The superintendent wrote the video “did not bully, harass, discriminate against or threaten anyone,” nor did it involve sexual content.
“The District recognizes and regrets the negative consequences associated with mischaracterizations regarding you and the content of the video,” Schmitt wrote.
The admission concludes a years-long lawsuit involving now 20-year-old college student Nathaniel You, who produced a “James Bond-style video” for Twitter in 2017 to promote his junior year campaign for student body president.
School district lawyer stressed to the San Francisco Chronicle [2] that the apology is for Yu’s suffering, but the settlement doesn’t acknowledge the district violated his rights.
The video sparked a backlash online because it included armed students as “Muslim terrorists” and alleged sexual innuendo. Yu won the election, but San Ramon Valley High School officials labeled the video racist, stripped him of the title, and removed him from a leadership class.
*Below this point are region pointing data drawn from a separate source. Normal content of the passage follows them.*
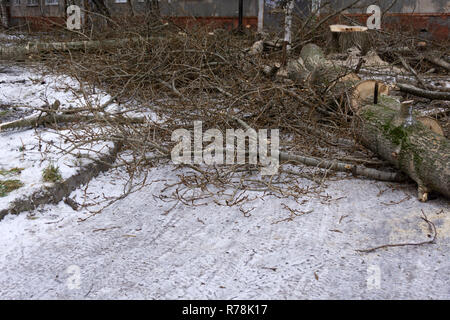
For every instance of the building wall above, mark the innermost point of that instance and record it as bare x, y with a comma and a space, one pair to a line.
208, 8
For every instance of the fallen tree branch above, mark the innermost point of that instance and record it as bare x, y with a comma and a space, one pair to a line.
336, 166
433, 95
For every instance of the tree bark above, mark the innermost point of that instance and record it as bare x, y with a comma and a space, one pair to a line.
390, 130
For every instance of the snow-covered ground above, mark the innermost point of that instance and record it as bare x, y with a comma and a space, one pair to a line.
133, 249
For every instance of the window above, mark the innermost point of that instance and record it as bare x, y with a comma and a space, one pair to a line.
32, 3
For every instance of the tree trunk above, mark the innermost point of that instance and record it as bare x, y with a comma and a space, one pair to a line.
4, 14
390, 129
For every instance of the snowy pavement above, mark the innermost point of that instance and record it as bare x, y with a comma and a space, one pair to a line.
133, 250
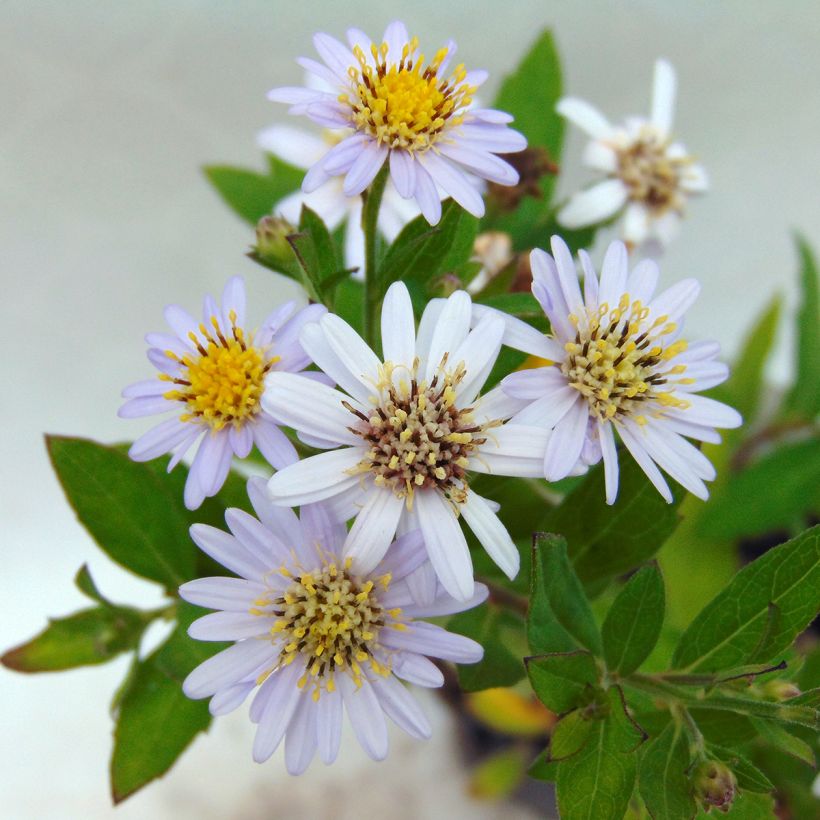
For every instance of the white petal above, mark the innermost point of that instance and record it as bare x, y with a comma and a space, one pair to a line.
445, 543
492, 534
585, 116
373, 530
664, 87
593, 205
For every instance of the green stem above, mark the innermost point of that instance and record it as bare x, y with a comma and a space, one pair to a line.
370, 218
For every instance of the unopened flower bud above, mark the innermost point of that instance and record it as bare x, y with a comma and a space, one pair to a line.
714, 785
779, 690
272, 246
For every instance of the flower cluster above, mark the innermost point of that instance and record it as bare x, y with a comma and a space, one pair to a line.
326, 610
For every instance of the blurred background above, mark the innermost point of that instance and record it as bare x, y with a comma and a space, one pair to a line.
108, 112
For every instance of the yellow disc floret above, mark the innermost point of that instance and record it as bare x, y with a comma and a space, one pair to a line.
619, 361
405, 104
223, 384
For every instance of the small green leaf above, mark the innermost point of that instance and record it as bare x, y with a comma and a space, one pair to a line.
597, 783
496, 630
127, 508
422, 252
748, 776
804, 398
662, 778
565, 594
87, 637
563, 680
250, 194
608, 540
155, 723
760, 613
783, 739
569, 735
634, 621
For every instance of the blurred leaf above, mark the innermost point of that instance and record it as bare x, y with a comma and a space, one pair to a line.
155, 723
180, 653
250, 194
570, 735
748, 776
530, 94
498, 775
597, 783
565, 594
423, 252
126, 508
634, 621
762, 610
563, 680
493, 628
773, 493
87, 637
663, 782
607, 540
804, 398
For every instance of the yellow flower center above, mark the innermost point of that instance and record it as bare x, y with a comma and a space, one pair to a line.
417, 436
405, 104
224, 383
650, 174
331, 619
618, 361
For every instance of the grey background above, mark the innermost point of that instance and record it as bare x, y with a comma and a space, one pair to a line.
108, 109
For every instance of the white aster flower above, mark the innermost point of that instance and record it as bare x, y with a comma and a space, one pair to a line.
649, 176
313, 636
617, 363
401, 110
211, 376
412, 426
302, 149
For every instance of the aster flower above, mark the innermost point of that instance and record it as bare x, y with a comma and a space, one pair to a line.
302, 149
649, 176
398, 109
211, 376
314, 637
411, 428
618, 363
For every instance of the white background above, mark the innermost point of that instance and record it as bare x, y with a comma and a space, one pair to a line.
107, 110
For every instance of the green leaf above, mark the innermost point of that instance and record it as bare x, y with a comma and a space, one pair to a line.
250, 194
608, 540
748, 776
760, 613
155, 723
530, 94
422, 252
804, 398
662, 778
565, 594
781, 488
597, 783
496, 630
570, 735
127, 509
87, 637
563, 680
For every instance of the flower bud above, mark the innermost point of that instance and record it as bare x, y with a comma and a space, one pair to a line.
714, 785
272, 247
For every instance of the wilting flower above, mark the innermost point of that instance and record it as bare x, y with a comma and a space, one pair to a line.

Officials eventually reversed course when Yu sued, and the teen continued to serve as student body president while pursuing the lawsuit.
In 2017, district officials claimed “the video makes repeated racist and insensitive references to Middle Eastern people, stereotyping them based on their dress, accents and language, names, manner of praying and religious dietary restrictions,” according to the lawsuit.
Yu told News the district violated his First Amendment rights by punishing him for the video, which triggered a broader backlash that put his family in danger.
“What happened was completely out of our imagination,” he said. “They blew it way out of proportion … I received death threats. It put my family into hiding, and it was a rough time for us.”
Despite the trying time, Yu finished his senior year as class president and is now in college.
“It’s been a very long fight,” he said. “ … I hope it provides a safeguard for students across the country for many more years to come.”
The controversial video involved a teen playing video games in his room before being kidnapped by two other Afghan teens. Scenes involved plastic toy guns, a fake electrocution, and Yu rescuing his classmates with a campaign promise to protect his constituents, the News reports.
“In November 2019, U.S. District Court Judge Maxine Chesney ruled against the school district’s motion to dismiss the case, rejecting an argument that the parody constituted school-sponsored speech, according to Yu’s attorneys,” the News reports.
“In December, the district and its legal team were ordered to release more than 12,000 pages of documents that Yu’s attorneys said were previously withheld. A settlement was soon proposed.”
SRVUSD agreed in the settlement Tuesday to pay Yu $665,000 for “negative effects, disruption, and emotional distress” officials created and to post an apology on the district’s website within a week.